Wisteria can be a part of Spring's rampant, even careless, floral shock troops. Racing to the top of trees as well as houses, running out along the ground twenty feet in all directions, looking for another victim to smother. It's a mighty python of a vine that will crush your pergola, remove the shutters from your windows, and then get to work on the clapboards too. Wisteria flowers are incredible, but if they're on an out-of-control monster, it's fool's gold to keep the plant alive. Saw it down to a stump and then kill the sprouts with Round-Up.

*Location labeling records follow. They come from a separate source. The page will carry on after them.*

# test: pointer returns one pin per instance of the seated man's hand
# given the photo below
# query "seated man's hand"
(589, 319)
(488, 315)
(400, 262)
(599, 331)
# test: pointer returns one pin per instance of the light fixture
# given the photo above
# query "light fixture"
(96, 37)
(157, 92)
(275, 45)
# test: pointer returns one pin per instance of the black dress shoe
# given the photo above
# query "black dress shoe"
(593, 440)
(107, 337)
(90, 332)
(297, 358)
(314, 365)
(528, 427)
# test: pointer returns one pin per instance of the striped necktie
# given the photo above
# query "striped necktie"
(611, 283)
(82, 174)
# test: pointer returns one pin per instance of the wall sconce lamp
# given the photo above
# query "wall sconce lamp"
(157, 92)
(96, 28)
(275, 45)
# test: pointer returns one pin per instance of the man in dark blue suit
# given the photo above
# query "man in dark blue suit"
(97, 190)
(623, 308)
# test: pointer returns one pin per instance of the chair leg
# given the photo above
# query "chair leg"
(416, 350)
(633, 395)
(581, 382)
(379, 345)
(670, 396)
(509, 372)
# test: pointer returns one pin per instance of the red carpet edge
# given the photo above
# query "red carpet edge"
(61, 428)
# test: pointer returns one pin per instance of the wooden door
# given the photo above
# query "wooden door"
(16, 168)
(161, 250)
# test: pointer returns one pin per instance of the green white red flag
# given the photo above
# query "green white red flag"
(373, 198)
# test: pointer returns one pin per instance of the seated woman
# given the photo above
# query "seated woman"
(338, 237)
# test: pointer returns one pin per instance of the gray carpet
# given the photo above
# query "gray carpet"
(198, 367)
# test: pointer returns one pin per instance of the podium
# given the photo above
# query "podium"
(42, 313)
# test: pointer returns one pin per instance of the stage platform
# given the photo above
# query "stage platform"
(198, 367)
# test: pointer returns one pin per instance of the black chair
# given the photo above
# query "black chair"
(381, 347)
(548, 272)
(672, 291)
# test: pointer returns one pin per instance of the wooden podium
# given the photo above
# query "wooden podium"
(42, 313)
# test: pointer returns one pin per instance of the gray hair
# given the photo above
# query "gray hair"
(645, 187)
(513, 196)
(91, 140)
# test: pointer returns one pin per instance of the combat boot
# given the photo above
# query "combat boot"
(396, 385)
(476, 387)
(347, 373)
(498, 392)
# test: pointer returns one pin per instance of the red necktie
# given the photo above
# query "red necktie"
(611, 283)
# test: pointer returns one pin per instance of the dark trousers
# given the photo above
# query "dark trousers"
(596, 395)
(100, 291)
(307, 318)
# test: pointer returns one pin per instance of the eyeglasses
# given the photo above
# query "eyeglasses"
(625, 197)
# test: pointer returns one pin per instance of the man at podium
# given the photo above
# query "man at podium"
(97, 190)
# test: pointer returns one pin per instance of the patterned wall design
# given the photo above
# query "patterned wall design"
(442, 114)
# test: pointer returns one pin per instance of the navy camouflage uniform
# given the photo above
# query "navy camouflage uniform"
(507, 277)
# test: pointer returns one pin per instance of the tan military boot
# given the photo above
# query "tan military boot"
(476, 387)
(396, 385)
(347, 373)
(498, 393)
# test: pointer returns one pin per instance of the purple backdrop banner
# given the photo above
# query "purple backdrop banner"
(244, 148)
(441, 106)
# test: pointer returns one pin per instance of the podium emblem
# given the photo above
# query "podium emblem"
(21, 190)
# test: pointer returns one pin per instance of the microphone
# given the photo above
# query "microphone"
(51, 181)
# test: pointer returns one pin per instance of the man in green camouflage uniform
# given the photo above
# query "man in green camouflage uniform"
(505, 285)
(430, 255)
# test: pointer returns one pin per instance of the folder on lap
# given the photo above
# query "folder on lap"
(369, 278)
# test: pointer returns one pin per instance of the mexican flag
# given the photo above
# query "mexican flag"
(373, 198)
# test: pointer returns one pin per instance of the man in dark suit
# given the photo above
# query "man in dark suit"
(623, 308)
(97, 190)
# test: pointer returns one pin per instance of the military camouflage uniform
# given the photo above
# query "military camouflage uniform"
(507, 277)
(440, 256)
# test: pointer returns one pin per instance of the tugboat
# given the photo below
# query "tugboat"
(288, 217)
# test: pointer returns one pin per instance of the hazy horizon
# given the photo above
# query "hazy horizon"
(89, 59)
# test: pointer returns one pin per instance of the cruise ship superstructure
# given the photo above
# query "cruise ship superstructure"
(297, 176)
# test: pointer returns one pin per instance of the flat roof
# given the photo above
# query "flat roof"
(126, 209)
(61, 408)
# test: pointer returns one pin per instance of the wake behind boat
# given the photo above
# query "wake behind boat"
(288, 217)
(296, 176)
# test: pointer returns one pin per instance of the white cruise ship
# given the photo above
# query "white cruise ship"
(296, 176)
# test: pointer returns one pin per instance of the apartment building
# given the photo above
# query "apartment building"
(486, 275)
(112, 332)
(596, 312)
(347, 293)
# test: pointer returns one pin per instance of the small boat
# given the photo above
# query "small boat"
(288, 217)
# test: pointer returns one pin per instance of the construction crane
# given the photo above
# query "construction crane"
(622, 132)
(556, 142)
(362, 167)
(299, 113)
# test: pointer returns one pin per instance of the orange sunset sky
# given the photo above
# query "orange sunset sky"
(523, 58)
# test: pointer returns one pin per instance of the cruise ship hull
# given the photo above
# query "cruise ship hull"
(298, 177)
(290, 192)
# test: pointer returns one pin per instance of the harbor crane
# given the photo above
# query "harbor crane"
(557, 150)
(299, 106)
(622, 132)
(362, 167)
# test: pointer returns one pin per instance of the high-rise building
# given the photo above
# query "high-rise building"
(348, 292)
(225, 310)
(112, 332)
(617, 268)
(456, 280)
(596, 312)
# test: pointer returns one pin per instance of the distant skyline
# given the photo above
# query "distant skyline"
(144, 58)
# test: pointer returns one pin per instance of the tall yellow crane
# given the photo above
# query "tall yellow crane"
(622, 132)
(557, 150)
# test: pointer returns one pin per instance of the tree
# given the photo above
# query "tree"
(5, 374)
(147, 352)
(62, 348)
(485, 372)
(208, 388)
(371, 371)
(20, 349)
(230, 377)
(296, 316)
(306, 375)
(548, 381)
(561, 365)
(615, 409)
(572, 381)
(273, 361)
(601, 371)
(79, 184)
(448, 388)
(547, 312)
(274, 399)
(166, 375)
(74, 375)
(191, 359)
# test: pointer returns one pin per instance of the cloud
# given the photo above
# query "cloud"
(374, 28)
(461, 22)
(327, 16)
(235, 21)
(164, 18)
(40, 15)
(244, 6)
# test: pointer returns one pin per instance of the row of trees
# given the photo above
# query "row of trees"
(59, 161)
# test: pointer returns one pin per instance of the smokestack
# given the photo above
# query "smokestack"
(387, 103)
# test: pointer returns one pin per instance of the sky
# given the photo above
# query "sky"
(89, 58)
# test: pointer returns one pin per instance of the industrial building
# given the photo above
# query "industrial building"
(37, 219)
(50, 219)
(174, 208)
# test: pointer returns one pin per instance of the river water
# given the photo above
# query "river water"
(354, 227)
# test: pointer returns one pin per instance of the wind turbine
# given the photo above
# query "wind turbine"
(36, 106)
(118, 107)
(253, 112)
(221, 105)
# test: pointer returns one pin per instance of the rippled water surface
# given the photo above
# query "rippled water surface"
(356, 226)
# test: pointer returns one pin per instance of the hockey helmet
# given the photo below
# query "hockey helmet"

But is wisteria therefore, deep down and bred-in-the-bone, a bad-spirited beauty? Twisted, yes (but you knew that: It's a twiner.) But not bad. Wisteria is really just a big masochist. All of that acting-out is just a cry for help to the sadist it so dearly craves—you, the gardener—to come along and prune it radically, frequently, and without mercy. What a delicious relationship to begin cultivating. And if you do, your wisteria will show gratitude by begging to please you even more—by putting out more buds than it ever did on its own wide-ranging, neighborhood-terrorizing recognizance.
I've been Mr. Toughie with all of my wisterias since they were still in diapers, and I'm proud to say we've all getting along very nicely. The proof? Here's the variety with the longest flower chains—to three feet, even four I'm told—showing me that it's Life Mission is only to please me more. Look at all those buds, those emerging flower clusters.
"Macrobotrys" is the cultivar in question. "Macro" clearly means big; "botrys" means (I'm guessing; my horticultural dictionary—yes, the actual physical book—is in RI) flowers-in-long-chains. So "macrobotrys" means the longest of the long. Plausible, right? Very: there's also a tropical vine, Strongylodon macrobotrys, with staggering long chains of flowers too. Or maybe "macrobotrys" just means "Jeez, look at the size of those things." (Get strongylodon at Logee's.) Plausible too.
I've never seen at strongylodon vine in bloom (sigh), so I don't know what their buds look like. Wisteria's can look, at first, like an infestation of some horrible huge caterpillar as thick as your thumb, and getting, by the hour,
longer and longer...
...and longer...
...and more full of "impendingness", of promise that a lot is going to happen, and soon.
I'm back in RI in 36 hours, which will be, oh, 3 - 4 days after these pictures were taken. How long with the bud clusters be then? How much more "macro"? I love when a vine is going to unprecedented lengths, literally, to please me.